A segunda implicação da emergência da complexidade refere-se aos
panoramas da construção do conhecimento, da cultura científica e dos
desafios das instituições educacionais no nosso tempo. Isso porque, com o
“fim das certezas” (Ilya Prigogine) e o abalo dos quatro pilares nos quais se
pautava a ciência clássica – ordem, separabilidade, redução e lógica
identitária (Edgar Morin) – a produção, partilha e disseminação do
conhecimento requerem um novo intelectual, um método complexo e
9
transdisciplinar de construção de saberes e uma ética da incerteza capaz de
mobilizar o cientista-cidadão para fazer suas apostas e intervir na história.
Como em todo momento de mudança paradigmática, a dissintonia entre
o modo de conceber o conhecimento e o mundo se faz evidente.

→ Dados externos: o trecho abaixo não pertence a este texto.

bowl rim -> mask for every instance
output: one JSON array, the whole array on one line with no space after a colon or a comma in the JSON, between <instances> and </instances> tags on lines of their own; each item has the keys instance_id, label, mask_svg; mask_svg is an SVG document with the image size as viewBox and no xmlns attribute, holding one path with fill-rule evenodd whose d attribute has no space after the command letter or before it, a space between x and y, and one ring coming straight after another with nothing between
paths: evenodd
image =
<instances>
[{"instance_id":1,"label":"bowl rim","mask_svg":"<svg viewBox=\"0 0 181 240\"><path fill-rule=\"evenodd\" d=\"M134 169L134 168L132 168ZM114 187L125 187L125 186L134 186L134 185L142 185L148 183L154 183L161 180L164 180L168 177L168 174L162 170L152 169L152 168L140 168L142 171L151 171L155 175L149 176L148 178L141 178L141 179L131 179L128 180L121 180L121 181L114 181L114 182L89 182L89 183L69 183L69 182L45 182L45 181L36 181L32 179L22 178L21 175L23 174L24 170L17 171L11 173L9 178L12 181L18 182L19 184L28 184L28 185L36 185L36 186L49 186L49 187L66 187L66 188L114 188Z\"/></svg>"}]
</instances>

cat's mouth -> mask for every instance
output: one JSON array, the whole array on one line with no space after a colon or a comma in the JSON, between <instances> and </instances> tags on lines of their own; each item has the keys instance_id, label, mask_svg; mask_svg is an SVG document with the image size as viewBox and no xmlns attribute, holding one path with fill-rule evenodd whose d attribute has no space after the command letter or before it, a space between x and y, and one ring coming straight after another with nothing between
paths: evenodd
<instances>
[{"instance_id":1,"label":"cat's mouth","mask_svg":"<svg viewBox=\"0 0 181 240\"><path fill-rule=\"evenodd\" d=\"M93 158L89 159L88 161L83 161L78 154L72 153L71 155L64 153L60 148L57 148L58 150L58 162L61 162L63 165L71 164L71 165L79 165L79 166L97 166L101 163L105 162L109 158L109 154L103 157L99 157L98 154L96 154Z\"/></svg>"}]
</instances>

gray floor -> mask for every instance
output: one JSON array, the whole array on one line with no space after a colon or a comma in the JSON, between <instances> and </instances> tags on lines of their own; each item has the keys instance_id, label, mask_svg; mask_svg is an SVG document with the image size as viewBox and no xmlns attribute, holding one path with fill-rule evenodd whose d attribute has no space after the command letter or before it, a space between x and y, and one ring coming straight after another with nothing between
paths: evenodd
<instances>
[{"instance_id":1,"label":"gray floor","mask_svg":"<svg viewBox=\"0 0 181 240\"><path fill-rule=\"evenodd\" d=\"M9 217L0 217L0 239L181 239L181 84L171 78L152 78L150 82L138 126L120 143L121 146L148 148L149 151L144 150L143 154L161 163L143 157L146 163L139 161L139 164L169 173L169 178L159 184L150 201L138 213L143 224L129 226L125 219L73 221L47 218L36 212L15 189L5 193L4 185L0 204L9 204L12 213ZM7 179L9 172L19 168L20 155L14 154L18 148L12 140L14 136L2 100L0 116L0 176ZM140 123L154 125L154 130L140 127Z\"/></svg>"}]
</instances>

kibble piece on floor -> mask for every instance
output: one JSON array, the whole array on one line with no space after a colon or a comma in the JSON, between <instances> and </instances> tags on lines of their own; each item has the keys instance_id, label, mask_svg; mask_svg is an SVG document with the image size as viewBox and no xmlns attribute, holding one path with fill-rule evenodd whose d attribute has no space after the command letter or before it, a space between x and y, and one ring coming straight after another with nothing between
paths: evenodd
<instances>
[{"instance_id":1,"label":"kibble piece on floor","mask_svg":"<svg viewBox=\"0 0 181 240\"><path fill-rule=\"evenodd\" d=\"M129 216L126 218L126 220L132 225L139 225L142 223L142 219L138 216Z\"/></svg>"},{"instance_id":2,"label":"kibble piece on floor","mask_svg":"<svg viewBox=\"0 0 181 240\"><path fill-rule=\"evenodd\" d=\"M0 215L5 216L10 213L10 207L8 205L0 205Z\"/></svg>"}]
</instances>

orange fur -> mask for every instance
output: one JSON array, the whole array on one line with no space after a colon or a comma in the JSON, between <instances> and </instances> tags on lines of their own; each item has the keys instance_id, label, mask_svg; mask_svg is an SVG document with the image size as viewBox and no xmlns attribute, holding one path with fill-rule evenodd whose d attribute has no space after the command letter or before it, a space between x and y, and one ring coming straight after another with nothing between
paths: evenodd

Compreendendo essa dissintonia, algumas instituições de ensino superior no
Brasil, e fora dele, assumem para si a tarefa de desbravar novos caminhos
para a ciência, ensaiar novas perspectivas para o ensino, exercitar novos
métodos de pesquisa, alimentar uma reflexão fundamental sobre o
conhecimento do conhecimento.
Pautadas pela diversidade de empreendimentos e modos de fazer, essas
apostas numa ciência nova não se instalam por força dos decretos, mas se
constituem mais propriamente em campos de respiração no interior das
pesadas estruturas acadêmicas. Esse modo de gestação do conhecimento
complexo se move em consonância com uma das estratégias sugeridas por
Edgar Morin: “Pode-se, igualmente, distinguir dentro de cada universidade
um centro de investigações sobre problemas da complexidade e
transdisciplinaridade, assim como ateliês dedicados a problemáticas
complexas e transdisciplinares. Em decorrência disso, a possibilidade da
existência de teses poli ou transdisciplinares deve igualmente estar
assegurada”. O Grecom (UFRN-Natal), o Complexus (PUC-São Paulo), o
NET (Universidade Guararapes-Recife), o RECOM (UESB-Vitória da
Conquista) e o GETC (CEFET-RN – Natal) são algumas das apostas que, a
partir do âmbito institucional, prefiguram uma ciência da complexidade
afinada com os desafios do século que se inicia.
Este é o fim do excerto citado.